Когда я вернулся, мой Вадик сидел голенький на топчане, опустив голову и плотно сжав ножки. Я подошел, нежно обнял его за плечи, взял за руки как-бы помогая встать. Он встал передо мной в полный рост, судорожно прикрывая одной рукой свой писунчик и яички. Но когда я, не прилагая особых усилий, отвёл эту руку в сторону, Вадик сопротивления не оказал и предстал, наконец, передо мной во всём своём великолепии. . Я не мог оторвать глаз от его призывно торчащей розовой залупки, которую когда-то по воле вадькиных родителей зачем-то лишили прикрывающей её шкурки и которая так контрастировала с моей "морковкой". Она у меня вначале почти вертикально смотрела на пол, а через какие-то секунды после того, как писунчик моего друга предстал на моё обозрение, тоже, напрягшись, приняла более горизонтальное положение, но кончик продолжал оставаться закрытым.
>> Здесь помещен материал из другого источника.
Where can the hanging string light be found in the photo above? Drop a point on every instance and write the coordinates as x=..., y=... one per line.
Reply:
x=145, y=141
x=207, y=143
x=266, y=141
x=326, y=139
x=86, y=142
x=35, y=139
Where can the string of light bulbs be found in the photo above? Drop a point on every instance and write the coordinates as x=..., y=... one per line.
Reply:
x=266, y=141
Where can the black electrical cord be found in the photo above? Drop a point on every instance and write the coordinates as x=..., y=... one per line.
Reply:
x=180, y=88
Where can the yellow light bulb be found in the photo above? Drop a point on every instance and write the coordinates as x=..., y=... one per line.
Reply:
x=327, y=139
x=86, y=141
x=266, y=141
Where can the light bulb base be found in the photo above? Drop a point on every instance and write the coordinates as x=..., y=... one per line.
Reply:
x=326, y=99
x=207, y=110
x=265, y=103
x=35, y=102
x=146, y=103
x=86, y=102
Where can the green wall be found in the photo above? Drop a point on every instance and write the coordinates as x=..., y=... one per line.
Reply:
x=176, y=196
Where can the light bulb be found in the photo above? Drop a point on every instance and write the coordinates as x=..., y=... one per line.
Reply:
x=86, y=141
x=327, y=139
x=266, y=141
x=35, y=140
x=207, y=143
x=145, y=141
Я не смог удежаться и потянулся рукой к Вадикиному "магнитику", а когда нежно коснулся его яичек, он тут же резко присел на корточки, видимо, стесняясь поведения своего возбуждённого дружка, и его лицо оказалось на уровне моей морковки. Оно было красным, губки подрагивали, Я наклонился к Вадику и прижался губами к его щекам, а он в ответ обнял меня за талию и неожиданноо поцеловал в верхнюю часть моей попной булочки. После этого он тут же вскочил и со словами: "Пора одеваться" выскочил пулей в переодевалку. Я сразу за ним кинуться не смог, потому что мой примерно 6-тисантиметровик превратился в твёрдый стержень длиной сантиметров 12-13 с едва показавшейся из своего укрытия головкой. Переждав, пока всё "там" у меня пришло в относительную норму, я вышел к уже почти одетому Вадику. А он... . . он, не дав мне хоть что-нибудь на себя одеть, обнял меня и стал вначале нежно целовать в щёки, живот, голые булочки моей попки, а затем присел и прикоснулся своими горячими и влажными губами к моему вновь восставшему дружку. Мне трудно сейчас передать удовольствие, которое я тогда испытывал, это было нечто ни с чем не сравнимое и ничем не превзойдённоое! (И замечу - практически без секса!)